HaggiZ writes "Vitacraft are claiming to have what they call RFIQin Robotic Cookware (unfortunate name). It's basically pots and pans that you can place RFID cooking cards in the handle with. The communicate with the induction stove 16 times a second to adjust the cooking when required. Neat idea, although I'm not sure anything I cook needs to have it's temperature reviewed or adjusted every 0.06 of a second." For all the evil uses of RFID that have been floated over the years, it's nice to see that someone is going to finally make it so I stop burning my lunch.

3 of 133 comments (clear)

  1. Grammar Police to the rescue by __aatskl8715 · · Score: 4, Informative

    For the millionth time, it's = contraction of 'it is'. its=posessive of it.

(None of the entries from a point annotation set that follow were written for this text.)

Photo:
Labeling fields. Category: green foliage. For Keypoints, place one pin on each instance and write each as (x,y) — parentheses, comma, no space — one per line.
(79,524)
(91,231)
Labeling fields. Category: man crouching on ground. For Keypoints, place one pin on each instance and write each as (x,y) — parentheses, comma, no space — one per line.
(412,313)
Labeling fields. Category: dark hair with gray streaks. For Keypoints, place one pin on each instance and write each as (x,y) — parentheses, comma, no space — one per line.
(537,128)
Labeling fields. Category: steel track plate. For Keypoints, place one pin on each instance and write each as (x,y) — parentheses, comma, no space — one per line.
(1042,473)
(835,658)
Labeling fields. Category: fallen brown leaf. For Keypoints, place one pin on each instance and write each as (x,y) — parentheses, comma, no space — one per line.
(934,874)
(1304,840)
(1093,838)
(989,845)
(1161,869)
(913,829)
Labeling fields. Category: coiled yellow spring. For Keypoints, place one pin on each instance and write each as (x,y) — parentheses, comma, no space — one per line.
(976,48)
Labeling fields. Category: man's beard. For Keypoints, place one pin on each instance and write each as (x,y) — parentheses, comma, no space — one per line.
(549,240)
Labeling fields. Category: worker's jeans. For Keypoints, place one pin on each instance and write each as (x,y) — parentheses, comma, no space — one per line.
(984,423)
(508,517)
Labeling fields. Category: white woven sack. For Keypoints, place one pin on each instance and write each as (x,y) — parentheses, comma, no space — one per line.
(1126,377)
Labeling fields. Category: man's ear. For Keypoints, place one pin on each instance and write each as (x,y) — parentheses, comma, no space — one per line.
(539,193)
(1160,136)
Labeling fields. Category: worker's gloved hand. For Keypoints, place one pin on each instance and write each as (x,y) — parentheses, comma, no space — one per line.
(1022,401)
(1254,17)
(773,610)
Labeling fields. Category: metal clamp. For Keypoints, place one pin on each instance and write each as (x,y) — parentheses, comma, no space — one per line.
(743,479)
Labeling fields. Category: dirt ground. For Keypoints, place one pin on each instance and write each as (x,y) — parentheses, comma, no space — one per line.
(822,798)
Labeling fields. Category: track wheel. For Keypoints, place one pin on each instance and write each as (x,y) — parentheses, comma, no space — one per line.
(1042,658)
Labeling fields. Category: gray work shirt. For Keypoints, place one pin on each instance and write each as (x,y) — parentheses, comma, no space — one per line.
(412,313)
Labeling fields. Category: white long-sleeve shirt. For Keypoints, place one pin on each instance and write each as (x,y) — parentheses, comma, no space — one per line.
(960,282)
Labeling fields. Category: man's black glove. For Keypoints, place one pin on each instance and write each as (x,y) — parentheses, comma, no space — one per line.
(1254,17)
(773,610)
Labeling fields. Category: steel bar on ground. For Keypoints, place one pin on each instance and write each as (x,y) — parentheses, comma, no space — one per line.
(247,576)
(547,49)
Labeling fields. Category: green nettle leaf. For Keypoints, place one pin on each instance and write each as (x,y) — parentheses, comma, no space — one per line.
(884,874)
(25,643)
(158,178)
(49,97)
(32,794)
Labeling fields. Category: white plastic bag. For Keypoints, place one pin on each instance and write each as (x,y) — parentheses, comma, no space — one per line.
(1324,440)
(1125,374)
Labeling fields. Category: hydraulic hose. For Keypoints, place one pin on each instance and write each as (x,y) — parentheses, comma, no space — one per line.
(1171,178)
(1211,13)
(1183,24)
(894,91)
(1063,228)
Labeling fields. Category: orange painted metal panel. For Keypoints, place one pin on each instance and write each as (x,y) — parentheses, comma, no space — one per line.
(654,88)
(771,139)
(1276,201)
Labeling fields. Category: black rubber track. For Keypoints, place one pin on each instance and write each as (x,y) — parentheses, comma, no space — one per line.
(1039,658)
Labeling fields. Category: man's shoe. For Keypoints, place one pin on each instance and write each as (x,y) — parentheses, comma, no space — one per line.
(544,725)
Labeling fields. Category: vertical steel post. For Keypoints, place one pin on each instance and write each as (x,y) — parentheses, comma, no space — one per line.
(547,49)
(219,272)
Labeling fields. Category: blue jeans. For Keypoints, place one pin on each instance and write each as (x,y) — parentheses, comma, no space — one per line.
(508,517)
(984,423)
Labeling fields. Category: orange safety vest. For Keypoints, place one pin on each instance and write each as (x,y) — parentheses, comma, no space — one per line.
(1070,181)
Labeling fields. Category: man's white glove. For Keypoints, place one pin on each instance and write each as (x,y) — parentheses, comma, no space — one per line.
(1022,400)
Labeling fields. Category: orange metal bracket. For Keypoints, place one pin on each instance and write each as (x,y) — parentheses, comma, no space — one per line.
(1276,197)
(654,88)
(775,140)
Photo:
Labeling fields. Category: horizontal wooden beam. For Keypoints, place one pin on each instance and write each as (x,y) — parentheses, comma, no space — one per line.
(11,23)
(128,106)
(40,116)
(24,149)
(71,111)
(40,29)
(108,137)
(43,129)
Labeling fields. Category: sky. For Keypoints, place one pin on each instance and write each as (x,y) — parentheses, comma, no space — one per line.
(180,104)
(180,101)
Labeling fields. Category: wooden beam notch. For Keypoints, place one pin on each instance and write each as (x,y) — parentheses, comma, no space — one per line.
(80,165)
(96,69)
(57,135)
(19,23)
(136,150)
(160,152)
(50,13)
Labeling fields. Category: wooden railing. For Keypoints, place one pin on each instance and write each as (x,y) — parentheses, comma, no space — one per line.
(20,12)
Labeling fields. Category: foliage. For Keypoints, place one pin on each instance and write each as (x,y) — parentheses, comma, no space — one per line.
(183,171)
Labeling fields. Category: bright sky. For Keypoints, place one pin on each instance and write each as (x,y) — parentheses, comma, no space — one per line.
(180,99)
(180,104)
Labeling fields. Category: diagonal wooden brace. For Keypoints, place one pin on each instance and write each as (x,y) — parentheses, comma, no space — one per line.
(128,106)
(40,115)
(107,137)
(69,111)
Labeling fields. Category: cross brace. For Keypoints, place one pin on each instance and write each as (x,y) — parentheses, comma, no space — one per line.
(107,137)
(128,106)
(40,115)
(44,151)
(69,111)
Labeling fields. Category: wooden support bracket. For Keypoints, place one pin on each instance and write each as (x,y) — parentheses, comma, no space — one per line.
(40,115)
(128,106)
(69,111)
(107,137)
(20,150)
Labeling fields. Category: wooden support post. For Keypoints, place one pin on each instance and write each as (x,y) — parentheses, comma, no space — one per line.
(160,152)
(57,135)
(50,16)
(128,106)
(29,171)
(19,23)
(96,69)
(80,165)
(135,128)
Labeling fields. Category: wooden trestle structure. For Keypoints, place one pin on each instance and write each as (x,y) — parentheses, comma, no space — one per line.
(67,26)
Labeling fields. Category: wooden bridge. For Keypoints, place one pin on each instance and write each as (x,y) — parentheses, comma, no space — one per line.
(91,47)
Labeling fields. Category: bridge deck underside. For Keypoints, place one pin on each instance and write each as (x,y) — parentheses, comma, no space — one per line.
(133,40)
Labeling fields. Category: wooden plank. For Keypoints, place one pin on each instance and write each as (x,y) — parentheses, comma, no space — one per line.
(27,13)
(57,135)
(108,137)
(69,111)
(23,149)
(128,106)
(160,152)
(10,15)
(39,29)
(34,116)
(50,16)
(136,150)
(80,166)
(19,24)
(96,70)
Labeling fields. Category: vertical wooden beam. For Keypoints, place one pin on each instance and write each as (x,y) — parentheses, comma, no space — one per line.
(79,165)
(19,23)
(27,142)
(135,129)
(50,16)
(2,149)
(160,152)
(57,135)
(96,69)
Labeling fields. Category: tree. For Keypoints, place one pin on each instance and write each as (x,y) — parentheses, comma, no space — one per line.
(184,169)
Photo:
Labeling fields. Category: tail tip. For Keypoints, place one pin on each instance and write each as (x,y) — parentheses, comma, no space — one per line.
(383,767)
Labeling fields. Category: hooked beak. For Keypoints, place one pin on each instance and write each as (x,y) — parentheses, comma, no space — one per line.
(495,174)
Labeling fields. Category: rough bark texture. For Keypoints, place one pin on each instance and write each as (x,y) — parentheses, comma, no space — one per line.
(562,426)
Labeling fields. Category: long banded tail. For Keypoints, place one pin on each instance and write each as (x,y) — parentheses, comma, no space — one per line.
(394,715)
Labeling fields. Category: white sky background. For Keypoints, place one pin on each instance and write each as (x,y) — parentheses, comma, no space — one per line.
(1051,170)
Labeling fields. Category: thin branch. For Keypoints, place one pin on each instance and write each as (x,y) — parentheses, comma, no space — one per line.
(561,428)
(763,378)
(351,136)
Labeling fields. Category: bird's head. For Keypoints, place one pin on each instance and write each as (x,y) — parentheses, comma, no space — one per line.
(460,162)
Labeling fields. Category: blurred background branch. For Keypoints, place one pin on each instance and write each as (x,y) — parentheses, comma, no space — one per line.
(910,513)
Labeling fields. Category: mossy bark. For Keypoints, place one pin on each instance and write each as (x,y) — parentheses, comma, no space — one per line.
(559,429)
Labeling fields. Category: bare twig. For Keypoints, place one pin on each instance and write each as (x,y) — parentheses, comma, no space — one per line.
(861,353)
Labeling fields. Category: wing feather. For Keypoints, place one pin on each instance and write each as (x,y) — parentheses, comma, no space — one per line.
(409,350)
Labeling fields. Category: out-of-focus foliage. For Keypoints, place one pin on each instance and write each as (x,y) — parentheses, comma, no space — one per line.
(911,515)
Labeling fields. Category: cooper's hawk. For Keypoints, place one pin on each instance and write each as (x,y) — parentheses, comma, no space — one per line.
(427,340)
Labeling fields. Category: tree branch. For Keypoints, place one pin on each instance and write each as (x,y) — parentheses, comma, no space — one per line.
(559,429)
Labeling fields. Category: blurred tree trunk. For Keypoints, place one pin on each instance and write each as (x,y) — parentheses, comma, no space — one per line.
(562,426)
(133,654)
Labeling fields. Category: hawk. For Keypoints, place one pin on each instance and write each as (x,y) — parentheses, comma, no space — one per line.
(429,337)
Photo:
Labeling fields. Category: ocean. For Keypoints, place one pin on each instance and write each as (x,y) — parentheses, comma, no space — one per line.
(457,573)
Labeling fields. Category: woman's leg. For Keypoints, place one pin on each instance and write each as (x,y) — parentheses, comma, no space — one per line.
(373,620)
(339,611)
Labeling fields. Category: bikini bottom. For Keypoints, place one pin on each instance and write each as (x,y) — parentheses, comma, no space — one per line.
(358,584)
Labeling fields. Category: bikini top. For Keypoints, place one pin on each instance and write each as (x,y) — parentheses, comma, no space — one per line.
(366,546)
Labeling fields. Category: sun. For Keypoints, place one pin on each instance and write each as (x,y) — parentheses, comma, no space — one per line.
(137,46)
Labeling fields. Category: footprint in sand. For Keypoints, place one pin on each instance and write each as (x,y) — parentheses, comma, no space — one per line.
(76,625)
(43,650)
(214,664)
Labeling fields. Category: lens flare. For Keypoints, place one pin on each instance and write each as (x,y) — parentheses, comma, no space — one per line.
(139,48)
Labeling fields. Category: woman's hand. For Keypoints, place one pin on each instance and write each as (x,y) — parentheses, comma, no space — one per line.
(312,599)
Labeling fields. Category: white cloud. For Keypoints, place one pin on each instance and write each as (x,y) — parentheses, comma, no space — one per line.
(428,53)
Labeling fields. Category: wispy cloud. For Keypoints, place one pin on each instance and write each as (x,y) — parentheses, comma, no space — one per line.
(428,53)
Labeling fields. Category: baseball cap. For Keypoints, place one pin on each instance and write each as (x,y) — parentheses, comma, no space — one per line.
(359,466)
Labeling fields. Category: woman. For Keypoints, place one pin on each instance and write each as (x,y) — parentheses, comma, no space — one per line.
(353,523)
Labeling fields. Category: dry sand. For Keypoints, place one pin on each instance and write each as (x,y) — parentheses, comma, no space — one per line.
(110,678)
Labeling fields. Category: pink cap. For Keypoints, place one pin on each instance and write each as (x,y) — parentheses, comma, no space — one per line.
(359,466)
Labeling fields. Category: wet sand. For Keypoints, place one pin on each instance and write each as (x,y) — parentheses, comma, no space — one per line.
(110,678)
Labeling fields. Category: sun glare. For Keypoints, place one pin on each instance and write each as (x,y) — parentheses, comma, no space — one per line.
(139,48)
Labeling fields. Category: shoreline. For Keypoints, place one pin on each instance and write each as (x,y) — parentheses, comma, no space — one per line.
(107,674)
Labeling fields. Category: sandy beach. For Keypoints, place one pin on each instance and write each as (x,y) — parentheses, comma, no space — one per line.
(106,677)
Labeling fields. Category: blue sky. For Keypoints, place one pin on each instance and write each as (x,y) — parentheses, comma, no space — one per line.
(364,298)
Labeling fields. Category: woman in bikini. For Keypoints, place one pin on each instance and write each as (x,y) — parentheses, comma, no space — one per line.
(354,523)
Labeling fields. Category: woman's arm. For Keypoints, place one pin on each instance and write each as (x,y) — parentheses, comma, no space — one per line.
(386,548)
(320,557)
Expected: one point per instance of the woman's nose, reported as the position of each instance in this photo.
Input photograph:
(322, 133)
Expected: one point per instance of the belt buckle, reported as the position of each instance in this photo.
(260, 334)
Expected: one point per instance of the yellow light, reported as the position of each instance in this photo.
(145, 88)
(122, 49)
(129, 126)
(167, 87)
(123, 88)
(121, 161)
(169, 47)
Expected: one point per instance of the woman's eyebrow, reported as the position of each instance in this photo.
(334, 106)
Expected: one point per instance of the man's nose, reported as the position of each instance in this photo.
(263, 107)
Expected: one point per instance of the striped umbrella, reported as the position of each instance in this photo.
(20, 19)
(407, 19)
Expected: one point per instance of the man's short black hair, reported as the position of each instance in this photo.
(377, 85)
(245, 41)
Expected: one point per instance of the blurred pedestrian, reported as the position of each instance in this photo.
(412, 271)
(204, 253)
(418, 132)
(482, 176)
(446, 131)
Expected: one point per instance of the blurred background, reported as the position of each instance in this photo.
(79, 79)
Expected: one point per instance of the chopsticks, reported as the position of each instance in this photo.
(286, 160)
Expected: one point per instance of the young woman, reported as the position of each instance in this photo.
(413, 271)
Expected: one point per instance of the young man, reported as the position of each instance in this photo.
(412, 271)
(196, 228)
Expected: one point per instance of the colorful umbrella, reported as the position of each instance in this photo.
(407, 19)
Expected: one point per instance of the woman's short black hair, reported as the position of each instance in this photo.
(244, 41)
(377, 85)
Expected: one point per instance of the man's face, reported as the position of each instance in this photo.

  2. Re:Wrong target market. by NoseBag · · Score: 2, Informative

    Which leaves the only market being people with too much money, a love for new toys and no culinary skills. ...which explains why it's on /., I guess.

    --
    Cloned foods give the statement "We had that last week!" a whole new meaning.
  3. Chocolate (and other candies) by Anonymous Coward · · Score: 2, Informative

    Chocolate, candies, and sauces come to mind. Especially chocolate.

    Cocao butter in chocolate melts around 90F. Ideal melting temperature is between 40-45C (104-113F). Above that (45C, 115F), the chocolate scorches.

    For tempering (the shiny coatings), you melt it at around 110F, cool it to 79-80F, and then warm it back to 90F. Automating it is very handy.

    Candies (and related sauces) are very temperature sensitive. Sugar melts at 146C (367F). Just right and you get caramel. Just wrong and you get carbon.